Revenons sur terre tout en levant désormais les yeux.  La « fusée » d’un jour a pris son envol. Elle va s’enfoncer dans l’azur du firmament visible, vers quelle destination ?

A portée du regard elle va s’immobiliser ! Le fusée redevient crayon. Un crayon qui va écrire quelque chose dans le ciel, par émission d’une fumée violette. Je pense alors au remorquage de banderoles par quelque avion mandaté pour diffuser un couplet amoureux ou un slogan politique. Mais il s’agit ici de tout autre chose. La mine va s’appliquer à écrire à même la voûte bleutée, des lettres qui deviendront des mots, libérés de la pesanteur et de la confidentialité terrestre. De fines fumerolles colorées seront à la tâche. Pour transmettre un message. Mais quel message ?

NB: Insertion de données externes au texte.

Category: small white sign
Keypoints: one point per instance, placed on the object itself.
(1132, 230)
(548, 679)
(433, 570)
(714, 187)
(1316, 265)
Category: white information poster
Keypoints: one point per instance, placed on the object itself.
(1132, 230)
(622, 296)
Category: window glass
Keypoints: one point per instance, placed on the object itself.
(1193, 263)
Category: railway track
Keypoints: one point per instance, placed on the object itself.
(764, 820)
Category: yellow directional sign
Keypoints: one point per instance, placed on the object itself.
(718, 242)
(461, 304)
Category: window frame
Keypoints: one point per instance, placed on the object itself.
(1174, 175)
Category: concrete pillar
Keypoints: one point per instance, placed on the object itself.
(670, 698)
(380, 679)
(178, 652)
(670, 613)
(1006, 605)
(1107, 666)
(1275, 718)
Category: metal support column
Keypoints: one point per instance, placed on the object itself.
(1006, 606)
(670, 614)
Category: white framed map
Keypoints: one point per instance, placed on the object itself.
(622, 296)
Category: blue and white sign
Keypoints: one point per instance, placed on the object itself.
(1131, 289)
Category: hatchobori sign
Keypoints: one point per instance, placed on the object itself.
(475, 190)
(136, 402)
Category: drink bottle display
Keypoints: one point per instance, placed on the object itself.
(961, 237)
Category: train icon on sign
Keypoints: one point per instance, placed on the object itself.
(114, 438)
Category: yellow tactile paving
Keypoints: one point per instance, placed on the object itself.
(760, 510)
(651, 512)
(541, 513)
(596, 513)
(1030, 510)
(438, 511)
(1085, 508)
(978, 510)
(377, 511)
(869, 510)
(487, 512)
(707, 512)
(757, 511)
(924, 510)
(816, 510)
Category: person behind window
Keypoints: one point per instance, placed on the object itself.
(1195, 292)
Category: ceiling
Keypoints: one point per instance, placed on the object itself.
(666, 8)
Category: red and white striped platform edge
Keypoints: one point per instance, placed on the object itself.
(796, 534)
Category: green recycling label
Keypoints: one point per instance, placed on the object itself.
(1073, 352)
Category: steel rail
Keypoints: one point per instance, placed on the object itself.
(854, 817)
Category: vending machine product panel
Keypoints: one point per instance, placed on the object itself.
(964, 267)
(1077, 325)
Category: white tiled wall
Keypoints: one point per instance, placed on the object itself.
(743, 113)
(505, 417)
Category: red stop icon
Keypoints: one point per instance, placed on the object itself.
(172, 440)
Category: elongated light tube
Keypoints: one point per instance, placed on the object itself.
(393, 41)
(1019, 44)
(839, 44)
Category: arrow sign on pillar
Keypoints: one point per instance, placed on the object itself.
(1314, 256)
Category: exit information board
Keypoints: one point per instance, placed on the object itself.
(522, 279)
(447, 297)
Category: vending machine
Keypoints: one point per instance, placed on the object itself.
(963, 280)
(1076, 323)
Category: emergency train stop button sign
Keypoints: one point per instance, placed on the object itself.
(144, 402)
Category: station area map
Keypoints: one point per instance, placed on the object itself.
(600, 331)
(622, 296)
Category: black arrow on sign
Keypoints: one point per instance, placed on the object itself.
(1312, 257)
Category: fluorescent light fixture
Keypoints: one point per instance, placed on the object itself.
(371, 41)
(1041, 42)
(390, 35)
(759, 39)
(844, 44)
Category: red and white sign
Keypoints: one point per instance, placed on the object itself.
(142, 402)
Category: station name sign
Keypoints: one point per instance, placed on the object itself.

Mobilisé par ce phénomène, la totalité du voisinage s’est regroupée dans mon jardin. Je photographie tous ces regard éperdus, qui interrogent le ciel. Pour que j’y distingue en fin de compte les reflets de leurs propres âmes faisant l’aller-retour de la Terre au cosmos. Mais pour y lire surtout une soif de réponses que tous recherchent encore, en vain la plupart du temps.

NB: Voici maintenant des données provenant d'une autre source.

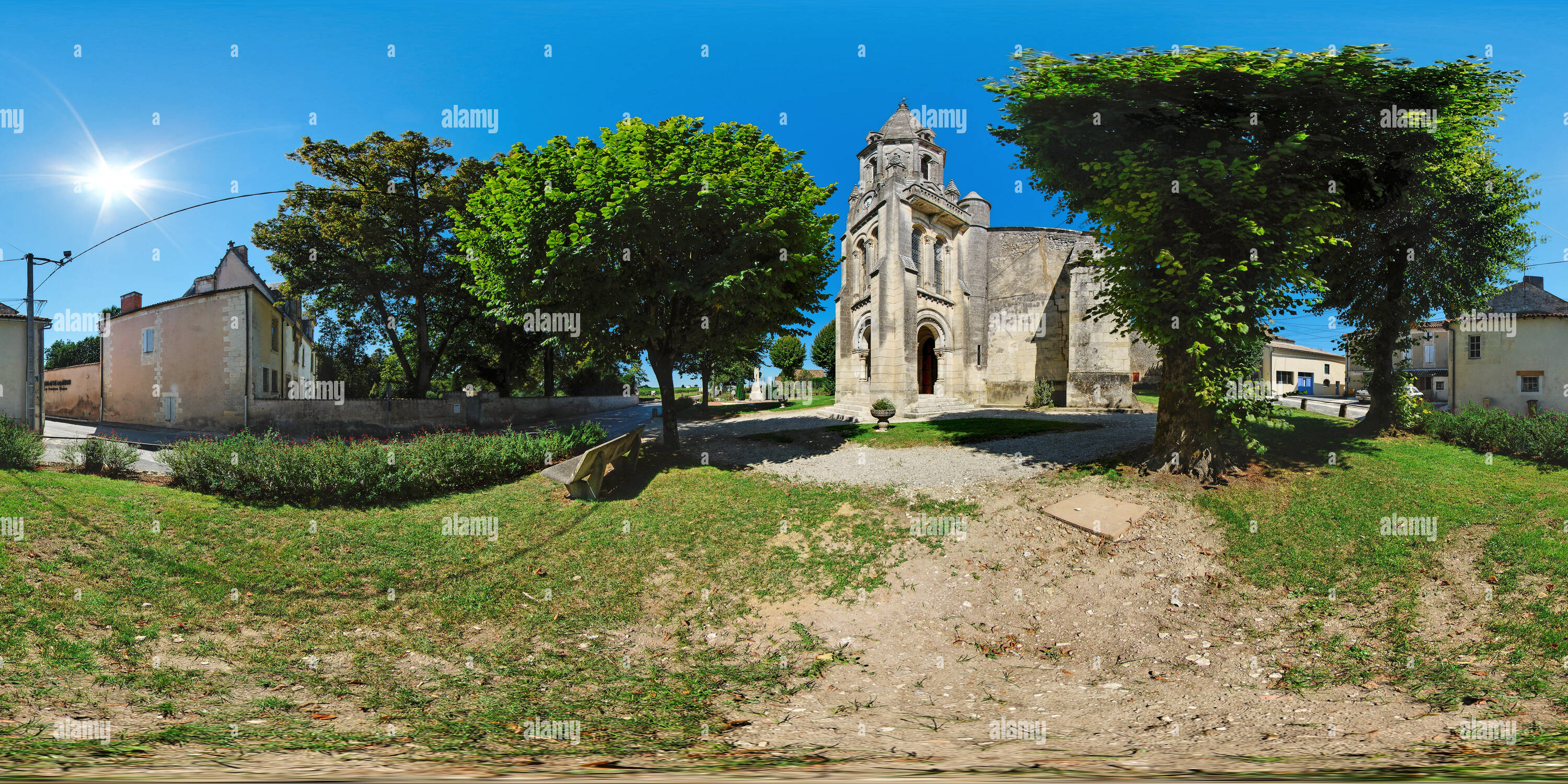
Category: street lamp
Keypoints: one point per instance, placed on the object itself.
(33, 400)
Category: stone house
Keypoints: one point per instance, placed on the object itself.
(1291, 367)
(200, 360)
(13, 364)
(1427, 363)
(941, 311)
(1511, 355)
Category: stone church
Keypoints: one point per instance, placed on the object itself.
(940, 311)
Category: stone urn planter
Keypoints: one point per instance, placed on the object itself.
(883, 414)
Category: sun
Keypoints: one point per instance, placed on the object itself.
(115, 182)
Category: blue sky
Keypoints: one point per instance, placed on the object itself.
(231, 120)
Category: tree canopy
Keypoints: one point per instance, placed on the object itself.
(1217, 179)
(654, 236)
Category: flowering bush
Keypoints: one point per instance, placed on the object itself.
(19, 446)
(366, 472)
(96, 455)
(1543, 436)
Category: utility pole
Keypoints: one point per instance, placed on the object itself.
(33, 397)
(27, 338)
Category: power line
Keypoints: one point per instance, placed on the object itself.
(215, 201)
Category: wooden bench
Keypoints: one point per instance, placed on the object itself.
(584, 474)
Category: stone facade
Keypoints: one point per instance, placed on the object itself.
(940, 311)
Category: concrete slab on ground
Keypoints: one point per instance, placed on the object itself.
(1098, 515)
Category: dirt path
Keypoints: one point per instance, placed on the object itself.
(1134, 648)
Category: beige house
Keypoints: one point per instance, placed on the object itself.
(1427, 363)
(13, 364)
(197, 361)
(1512, 355)
(1291, 367)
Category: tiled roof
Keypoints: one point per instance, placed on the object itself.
(1286, 345)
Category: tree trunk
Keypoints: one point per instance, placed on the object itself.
(549, 371)
(703, 367)
(1186, 430)
(1393, 325)
(664, 372)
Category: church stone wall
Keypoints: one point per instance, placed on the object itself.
(1098, 360)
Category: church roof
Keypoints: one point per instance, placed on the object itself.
(902, 124)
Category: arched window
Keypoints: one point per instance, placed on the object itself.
(866, 270)
(937, 267)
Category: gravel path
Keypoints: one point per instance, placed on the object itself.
(828, 462)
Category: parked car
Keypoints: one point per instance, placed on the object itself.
(1409, 391)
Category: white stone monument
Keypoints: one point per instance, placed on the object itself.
(758, 388)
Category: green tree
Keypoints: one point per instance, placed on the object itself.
(68, 353)
(825, 349)
(1446, 245)
(377, 242)
(1216, 179)
(341, 356)
(788, 355)
(650, 229)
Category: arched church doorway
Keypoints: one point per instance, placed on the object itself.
(927, 361)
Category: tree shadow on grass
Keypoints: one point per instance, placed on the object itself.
(1310, 441)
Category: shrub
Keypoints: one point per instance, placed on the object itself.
(1045, 394)
(101, 455)
(19, 446)
(1543, 436)
(366, 472)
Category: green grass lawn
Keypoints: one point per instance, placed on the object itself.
(814, 402)
(951, 432)
(391, 610)
(1319, 535)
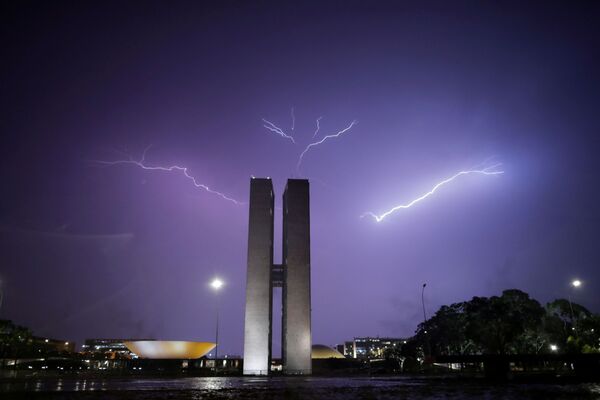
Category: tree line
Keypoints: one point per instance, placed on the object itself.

Un gosse qui vient d’apprendre à lire demande la parole. Avec l’innocence et la fierté naïve de celui qui découvre pas à pas la vie et ce qu’elle nous réserve, il va déchiffrer à voix haute les termes qu’un public médusé va bien devoir assimiler :

… LA  VÉRITÉ  EST  AILLEURS …

Son ultime (?) mission accomplie, le crayon des postulats exhumés va disparaître dans l’immensité de l’éther, vers d’autres galaxies qui, elles aussi, cherchent encore des réponses. Entre-temps, les fumerolles ayant exprimé des mots sur notre écran céleste vont s’estomper, pour laisser en chacun de nous une marque légère, indélébile.